The other issue is that instructions which should really be at the end have to be moved to be the beginning. Creating skip patterns is enough work without having to jump through more mental hoops. The P2 should be as easy to program as possible.
* * * * * * * * * *
What I suggested before was too complicated. Pushing or popping is not necessary and here is a much simpler alternative:
If SKIP/SKIPF/EXECF could treat a subroutine as a single instruction, by suspending or "freezing" the skipping within the subroutine itself, it would make this excellent new mechanism even better and more powerful.
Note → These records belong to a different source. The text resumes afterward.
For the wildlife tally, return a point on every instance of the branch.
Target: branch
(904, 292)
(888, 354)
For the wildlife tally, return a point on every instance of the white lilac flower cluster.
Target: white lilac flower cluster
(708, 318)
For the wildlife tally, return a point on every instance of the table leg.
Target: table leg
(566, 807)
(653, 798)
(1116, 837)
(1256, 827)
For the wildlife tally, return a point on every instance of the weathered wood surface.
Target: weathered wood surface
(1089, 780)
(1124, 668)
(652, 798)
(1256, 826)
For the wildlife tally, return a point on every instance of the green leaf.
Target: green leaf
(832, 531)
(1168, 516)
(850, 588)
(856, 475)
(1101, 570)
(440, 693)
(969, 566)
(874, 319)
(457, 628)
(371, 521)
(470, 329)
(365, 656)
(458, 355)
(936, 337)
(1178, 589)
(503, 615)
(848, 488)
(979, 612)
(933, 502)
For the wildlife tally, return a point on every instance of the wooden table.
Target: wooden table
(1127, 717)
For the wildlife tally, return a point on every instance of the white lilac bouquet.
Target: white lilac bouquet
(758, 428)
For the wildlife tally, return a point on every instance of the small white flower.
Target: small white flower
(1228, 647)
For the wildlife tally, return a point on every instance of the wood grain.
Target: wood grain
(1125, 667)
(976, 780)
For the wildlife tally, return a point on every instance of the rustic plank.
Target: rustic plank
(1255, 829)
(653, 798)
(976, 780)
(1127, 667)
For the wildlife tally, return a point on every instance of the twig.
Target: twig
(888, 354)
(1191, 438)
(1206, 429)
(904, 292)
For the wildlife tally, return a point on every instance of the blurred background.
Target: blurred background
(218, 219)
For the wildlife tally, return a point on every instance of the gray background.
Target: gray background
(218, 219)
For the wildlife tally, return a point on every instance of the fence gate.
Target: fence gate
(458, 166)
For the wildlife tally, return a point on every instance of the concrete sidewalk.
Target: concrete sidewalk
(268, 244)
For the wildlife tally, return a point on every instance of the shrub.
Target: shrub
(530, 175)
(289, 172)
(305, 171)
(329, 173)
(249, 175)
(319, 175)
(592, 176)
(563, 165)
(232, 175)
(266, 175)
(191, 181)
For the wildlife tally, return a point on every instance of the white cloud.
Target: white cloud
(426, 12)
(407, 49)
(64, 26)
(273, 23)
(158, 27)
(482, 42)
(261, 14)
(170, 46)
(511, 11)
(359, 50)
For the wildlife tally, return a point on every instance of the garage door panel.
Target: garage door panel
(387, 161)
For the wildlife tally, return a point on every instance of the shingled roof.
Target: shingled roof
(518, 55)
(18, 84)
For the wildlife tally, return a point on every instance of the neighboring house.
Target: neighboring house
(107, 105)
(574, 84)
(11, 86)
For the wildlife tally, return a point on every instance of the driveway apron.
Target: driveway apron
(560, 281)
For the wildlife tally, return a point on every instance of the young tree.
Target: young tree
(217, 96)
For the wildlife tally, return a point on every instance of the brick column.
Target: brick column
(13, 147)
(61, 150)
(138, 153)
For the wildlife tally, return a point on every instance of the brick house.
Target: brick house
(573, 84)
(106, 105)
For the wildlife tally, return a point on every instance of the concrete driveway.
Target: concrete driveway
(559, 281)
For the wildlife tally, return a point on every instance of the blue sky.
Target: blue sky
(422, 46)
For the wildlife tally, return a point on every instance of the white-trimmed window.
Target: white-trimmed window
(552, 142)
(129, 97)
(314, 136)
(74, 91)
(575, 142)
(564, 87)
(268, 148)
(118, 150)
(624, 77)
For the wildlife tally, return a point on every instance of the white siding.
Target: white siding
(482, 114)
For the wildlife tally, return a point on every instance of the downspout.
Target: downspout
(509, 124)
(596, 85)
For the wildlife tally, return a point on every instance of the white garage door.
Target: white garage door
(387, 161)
A new 1-bit Skip_Freeze flag would be needed, set by a CALL and reset by a RET or SKIP or SKIPF or EXECF. The skip bit pattern shifter would be disabled when Skip_Freeze = 1. Apart from possible pipelining to keep things in sync, logically that's it.
Chip,
While you're sorting out the smart pins, could you also please consider adding "easy calls" to skipping as described? It would be ace and I've done most of the hard work already - the thinking!
I agree that skipping would be better if it was suspended within CALL'd code. I'll see about making it work that way.
I guess that becomes a 'rule' - what happens if someone accidentally breaks that rule ?
What happens to Skip structures, should an interrupt occurs in the middle of a skip action ? (effectively that is a call?)
Please be *extremely* conservative about this... while I agree that suspending SKIP over call would be handy sometimes, I don't think it's worth delaying the hardware over.
Eric
That won't work if there are nested subroutines . It would have to be a counter, which means even more logic.
In an ideal world I agree that skip would treat the whole call+subroutine as one instruction. On the other hand in an ideal world the P2 would have shipped already. It's a tricky balancing act . My feeling is this feature should be added only if it's trivial. We really really need to have a real freeze!
Eric
In this test I fire off a interrupt in the middle of a SKIP action.
The main loop functions as expected with the ISR unaffected by the SKIP.
It would seem that the SKIP action is "frozen" during interrupts.
On the other, there are a lot of COGS.
And they would be allowed in PASM blocks.
In return for that, we avoid a lot of complex interrupt state management. IMHO, this is a big win, given we have a lot of interrupt event triggers spread out over all the COGS.